Improving openmp scaling nanoxia deep silence 4 claw

Cori’s Knights Landing (KNL) processors will each have more than 60 cores, with each core having the ability to support 4 hardware threads, leading to the possibility of up to 240 threads per single-socket node. Your application is likely to run on KNL without significant modification, but achieving good performance while using all the cores and threads may be more difficult. Applications may not fit into the memory of a Cori node if they try to use an MPI task for each core because of the memory overhead for each MPI task.

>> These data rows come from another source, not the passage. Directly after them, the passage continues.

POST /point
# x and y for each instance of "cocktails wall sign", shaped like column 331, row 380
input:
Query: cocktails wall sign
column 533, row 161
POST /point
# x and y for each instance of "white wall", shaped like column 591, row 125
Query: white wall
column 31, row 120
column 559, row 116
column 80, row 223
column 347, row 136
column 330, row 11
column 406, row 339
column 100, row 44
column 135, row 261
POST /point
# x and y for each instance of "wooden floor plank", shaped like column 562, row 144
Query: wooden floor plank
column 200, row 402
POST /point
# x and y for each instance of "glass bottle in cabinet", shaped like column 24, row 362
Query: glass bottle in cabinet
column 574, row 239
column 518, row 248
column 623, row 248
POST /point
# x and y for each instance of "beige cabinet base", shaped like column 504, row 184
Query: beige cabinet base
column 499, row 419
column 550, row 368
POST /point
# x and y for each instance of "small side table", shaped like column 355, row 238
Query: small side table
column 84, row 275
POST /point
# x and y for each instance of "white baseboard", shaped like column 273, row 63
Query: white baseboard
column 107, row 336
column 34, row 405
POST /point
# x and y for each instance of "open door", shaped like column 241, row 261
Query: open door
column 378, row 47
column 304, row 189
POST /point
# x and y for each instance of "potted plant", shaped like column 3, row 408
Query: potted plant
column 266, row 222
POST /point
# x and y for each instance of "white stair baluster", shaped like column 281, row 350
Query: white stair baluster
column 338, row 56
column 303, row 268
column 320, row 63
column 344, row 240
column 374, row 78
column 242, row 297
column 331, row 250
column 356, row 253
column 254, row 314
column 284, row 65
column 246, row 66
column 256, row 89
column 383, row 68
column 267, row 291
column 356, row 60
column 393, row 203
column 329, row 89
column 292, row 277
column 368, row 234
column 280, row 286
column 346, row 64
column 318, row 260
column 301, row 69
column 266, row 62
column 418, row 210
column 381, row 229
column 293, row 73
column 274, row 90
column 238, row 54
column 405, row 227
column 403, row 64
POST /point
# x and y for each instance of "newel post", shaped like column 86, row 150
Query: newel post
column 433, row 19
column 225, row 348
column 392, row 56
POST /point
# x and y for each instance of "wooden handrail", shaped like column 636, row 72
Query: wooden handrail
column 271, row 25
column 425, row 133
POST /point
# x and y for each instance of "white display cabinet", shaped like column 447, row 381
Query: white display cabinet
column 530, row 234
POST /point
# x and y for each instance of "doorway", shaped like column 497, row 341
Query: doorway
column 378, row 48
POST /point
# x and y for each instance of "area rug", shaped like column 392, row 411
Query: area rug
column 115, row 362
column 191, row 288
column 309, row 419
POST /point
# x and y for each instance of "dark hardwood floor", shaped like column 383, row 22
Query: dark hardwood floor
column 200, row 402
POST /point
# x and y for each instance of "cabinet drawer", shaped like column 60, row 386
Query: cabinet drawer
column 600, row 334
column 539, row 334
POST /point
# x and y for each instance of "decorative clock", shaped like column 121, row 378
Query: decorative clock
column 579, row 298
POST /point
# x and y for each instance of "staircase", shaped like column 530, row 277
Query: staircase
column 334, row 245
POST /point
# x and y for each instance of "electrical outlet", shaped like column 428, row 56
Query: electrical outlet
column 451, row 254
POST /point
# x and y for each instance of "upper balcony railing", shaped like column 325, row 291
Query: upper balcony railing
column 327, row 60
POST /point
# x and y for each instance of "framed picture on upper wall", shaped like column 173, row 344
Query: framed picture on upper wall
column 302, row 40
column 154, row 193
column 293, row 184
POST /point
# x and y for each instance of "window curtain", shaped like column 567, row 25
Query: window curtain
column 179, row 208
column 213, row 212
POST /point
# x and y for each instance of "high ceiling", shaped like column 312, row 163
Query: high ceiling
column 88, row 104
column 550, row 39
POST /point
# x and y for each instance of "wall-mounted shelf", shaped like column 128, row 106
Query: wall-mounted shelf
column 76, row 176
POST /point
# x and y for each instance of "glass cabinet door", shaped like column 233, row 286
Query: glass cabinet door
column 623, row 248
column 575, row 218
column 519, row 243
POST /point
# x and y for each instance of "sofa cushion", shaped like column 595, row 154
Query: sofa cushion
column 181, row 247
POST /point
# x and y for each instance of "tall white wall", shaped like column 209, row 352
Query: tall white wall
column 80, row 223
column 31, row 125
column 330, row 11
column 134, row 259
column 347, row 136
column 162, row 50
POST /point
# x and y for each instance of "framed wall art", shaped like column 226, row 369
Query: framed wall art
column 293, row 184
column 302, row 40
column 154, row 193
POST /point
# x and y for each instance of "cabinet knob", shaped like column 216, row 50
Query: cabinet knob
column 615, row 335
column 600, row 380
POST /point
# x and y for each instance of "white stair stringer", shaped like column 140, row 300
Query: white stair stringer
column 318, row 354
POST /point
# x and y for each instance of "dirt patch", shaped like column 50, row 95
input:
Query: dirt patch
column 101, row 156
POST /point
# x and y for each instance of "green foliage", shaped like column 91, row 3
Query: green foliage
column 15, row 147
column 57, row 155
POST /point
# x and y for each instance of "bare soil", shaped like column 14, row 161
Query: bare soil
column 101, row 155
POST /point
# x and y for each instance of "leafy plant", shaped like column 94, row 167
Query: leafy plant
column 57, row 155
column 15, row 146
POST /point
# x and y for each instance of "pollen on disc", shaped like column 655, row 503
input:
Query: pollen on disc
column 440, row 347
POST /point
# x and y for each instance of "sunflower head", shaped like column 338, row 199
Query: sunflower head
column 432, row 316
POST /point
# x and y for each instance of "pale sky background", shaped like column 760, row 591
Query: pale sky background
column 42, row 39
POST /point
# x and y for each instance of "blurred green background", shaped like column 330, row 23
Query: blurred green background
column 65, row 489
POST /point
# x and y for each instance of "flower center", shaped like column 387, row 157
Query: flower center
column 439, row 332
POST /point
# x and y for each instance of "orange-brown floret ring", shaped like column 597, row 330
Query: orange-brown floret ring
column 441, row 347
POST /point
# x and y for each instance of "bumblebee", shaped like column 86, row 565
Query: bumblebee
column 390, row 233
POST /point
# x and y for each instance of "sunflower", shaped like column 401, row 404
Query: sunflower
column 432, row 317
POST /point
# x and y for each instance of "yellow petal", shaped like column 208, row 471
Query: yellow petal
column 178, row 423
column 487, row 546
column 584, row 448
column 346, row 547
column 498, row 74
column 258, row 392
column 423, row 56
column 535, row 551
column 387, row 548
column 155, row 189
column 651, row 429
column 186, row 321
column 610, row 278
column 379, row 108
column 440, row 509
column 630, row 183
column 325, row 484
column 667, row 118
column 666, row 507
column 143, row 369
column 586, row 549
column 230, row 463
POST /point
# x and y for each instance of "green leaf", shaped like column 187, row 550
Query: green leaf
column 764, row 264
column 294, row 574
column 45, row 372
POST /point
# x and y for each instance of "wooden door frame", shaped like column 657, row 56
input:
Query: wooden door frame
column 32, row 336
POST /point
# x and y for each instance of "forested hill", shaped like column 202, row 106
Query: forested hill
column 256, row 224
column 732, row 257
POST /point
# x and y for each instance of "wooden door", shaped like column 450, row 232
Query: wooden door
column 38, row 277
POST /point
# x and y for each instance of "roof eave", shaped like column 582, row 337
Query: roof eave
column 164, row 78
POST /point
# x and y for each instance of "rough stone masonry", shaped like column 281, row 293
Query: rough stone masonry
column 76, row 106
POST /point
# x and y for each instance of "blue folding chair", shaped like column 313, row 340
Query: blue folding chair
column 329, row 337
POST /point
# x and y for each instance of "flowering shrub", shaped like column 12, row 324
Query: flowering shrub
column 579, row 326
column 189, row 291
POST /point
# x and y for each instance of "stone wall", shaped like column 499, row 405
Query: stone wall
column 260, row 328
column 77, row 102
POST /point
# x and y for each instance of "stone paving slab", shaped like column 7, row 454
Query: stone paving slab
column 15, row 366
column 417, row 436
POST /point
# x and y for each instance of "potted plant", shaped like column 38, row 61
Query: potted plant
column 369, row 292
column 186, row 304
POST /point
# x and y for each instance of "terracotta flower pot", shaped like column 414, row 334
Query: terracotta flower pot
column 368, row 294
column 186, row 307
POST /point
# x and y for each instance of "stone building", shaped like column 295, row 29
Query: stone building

To get around this limitation, a mixed MPI/OpenMP programming model is recommended to achieve scalability on the node. Using a hybrid MPI/OpenMP model can reduce memory usage by having fewer MPI tasks per node, thus reducing the need to store local copies of variables and data structures for each MPI task.


For example, a grid based application that requires ghost cells for each MPI task can use hybrid MPI/OpenMP to reduce memory usage associated with storing ghost cells by using fewer MPI tasks per node. anoxia symptoms And with hybrid MPI/OpenMP, there will be fewer MPI messages, with larger message sizes, both of which help to improve application performance across the high speed interconnect.

Good thread scaling is important for an application to get good performance on Cori. The best combination of MPI tasks and threads per task should be determined by experimentation. You should run you code with various values of MPI tasks and OpenMP threads to find "sweet spots" that minimize the overall run time, such as: 4 MPI tasks * 15 OpenMP threads per task, or 8* MPI tasks * 10 OpenMP threads per task, etc. We expect that the most common values will be 4, 8, 16 or 32 MPI tasks and some range of OpenMP threads per MPI task between 4 to 16.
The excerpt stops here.